奪回1
あけましておめでとうございます。
お正月集中連載と題しまして、1/1~1/5まで毎日連載の予定です。
「……わかったぞ。やっと吐いた」
少し疲れ気味な様子でディアスは扉を開けた。
「小惑星H25だ。向かってくれ」
「ステロイドベルトか」
リスター老のシャトルの中。
ディアスの言った惑星名の位置を確認すると、同乗していたサム・ローマンが他の乗組員に知らせた。 というより、他人の船にヘルメス号クルーが間借りしていると言った方がいいだろう。今まで落ち着いて本を読んでいたマイクがふと顔を上げ、ディアスを見た。
「キャップ。やっと終わったのかい?」
「ああ。それが? ……おいおい、そりゃあ、やりすぎじゃないか?」
キャップが頷くのを見たマイクが耳栓を外すの見て、ディアスはついつい大声を出した。その脇をすり抜けて、ドクと2、3人の男たちが部屋に入り込み、よろめいたディアスを横目に見てマイクは言った。
「やりすぎなもんかぁ。随分手痛い目に合わせたらしいな。いくらやつらの一味だからって、ちょっと酷すぎやしなかったかい? そっちがドタバタやってる間、アレックスが飛び込んで行きたがって困ったし、相手が悲鳴あげるたびに応急キット抱えてドクが飛び込むのを止めるのに困ったんだ。そしたら僕としちゃ、耳栓して黙殺するしかないじゃないか」
「ないじゃないかって、なぁ、おい」
「そうだそうだ! キャップは横暴だ!」
拗ねたようにアレックスが喚いた。
「ちっとはこっちにも出番よこせ! いつまでもメンテナンス屋とギャグメーカーじゃやだ! こんないい男ほっとく手はねえだろう!? 主人公の地位ぐらいポンとよこせ!」
「……お前、それ誰に言ってんだ……。そうだ、アレックスで思い出した」
「ギク」
キャップの言葉に、アレックスは胸に手を当ててそう言って見せた。
「なんだよ、それ。おいお前、ハワードの故障直したろ? そんとき変なもん見つけなかったか? これくらいの四角い機械らしいんだが」
「あったっけかなぁ……。それがどったんです、キャップ?」
「どうしたもこうしたもねぇ。やっこさんがぽろっと漏らしたところによると、そのせいでハワードはむざむざとヘルメス号を奪わせたらしい。知らないか?」
「ちょぉっと待ってくださいよ……」
少しマジになってアレックスが考え始めると、ドアが開いた。
さっき駆け込んだドクと2人の男たちが、治療を済まして包帯でグルグル巻きになった男を担架に乗せて医務室へと運んでいった。三人の間に沈黙が降りた。そしてマネージャーと船長の会話。
「……ちょっと……やり過ぎたんじゃないか……?」
「……そうかい……?」
*
惑星国家アラハン。アレキス星系中心部に位置する惑星……第1惑星である。
周りをぐるりとアレキス星系政府に取り囲まれたこの星が、国発足以来700年間今まで併合されなかったという事実は多くの歴史家の興味を引いている。それについての定説は未だにはっきりしていないが、有力なものは二つある。

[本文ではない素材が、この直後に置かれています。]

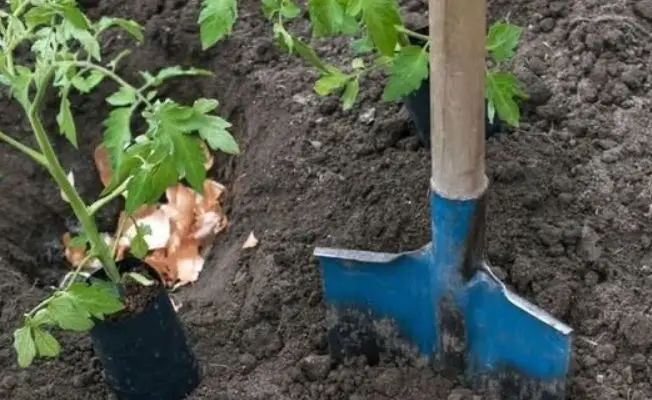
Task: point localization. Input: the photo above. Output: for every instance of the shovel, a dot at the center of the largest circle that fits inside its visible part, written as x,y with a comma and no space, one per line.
442,303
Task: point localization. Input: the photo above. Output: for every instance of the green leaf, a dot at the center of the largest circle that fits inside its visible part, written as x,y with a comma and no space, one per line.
289,9
138,245
46,344
97,300
63,311
125,96
117,133
353,7
65,119
216,20
79,242
129,161
24,346
501,88
88,41
148,185
327,84
175,71
502,41
215,132
350,93
270,7
139,278
381,18
327,17
42,317
205,106
362,45
130,26
408,71
86,84
189,159
73,15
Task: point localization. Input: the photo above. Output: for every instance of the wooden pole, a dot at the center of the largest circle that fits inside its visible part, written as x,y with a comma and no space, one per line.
457,68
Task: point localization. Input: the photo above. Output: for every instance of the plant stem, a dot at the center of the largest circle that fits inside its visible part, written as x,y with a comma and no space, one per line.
33,154
99,203
412,34
76,202
116,78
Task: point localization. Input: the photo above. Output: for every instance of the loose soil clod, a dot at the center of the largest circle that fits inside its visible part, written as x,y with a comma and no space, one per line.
582,160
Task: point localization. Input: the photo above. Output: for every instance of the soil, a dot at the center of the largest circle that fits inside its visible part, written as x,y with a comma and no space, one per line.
569,224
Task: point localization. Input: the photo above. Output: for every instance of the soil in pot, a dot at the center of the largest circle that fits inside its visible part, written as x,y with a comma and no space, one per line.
418,105
143,348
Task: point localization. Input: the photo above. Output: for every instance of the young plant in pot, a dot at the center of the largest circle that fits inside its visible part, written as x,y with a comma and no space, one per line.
52,47
381,42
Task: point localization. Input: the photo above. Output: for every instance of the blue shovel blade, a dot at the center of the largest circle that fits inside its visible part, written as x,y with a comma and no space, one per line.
499,341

一つはアラハンより産出されるウィトゥリアンに寄る経済力がバックにあるという説である。
ウィトゥリアンはアラハン原産の鉱石で、他の星系惑星には一切見つかっていないという珍しいものである。
その色と輝きから、その精錬されたものは昔からアクセサリーの原料とされていた。今でも対外輸出額の4/5はウィトゥリアン製のアクセサリー、または鉱石の精製品である。最近はラッキーグッズとしての評判も高くなったため、この先どんどん増えることは目に見えている。
二つ目としては地理的要因である。
元々アラハンは大昔(それは約30000万年ほど前と言われている)は第2惑星であったのだ。ところが、まだ原因は分かっていないが、突然第1惑星と第3惑星が爆発したのだ。時間的には第1惑星の方が爆発は先であったと言われる。
今、その二つの惑星があった位置には多数の小惑星が取り巻いている。恒星に近い方からカロチノイドベルト、ステロイドベルトと呼ぶ。この二つが他の惑星からは攻めにくく、守る側には基地を作りやすいという得点を持っている。
しかし今の状況では、この小惑星も反乱軍等の隠れ基地に利用されるという皮肉な状況になっているのだが。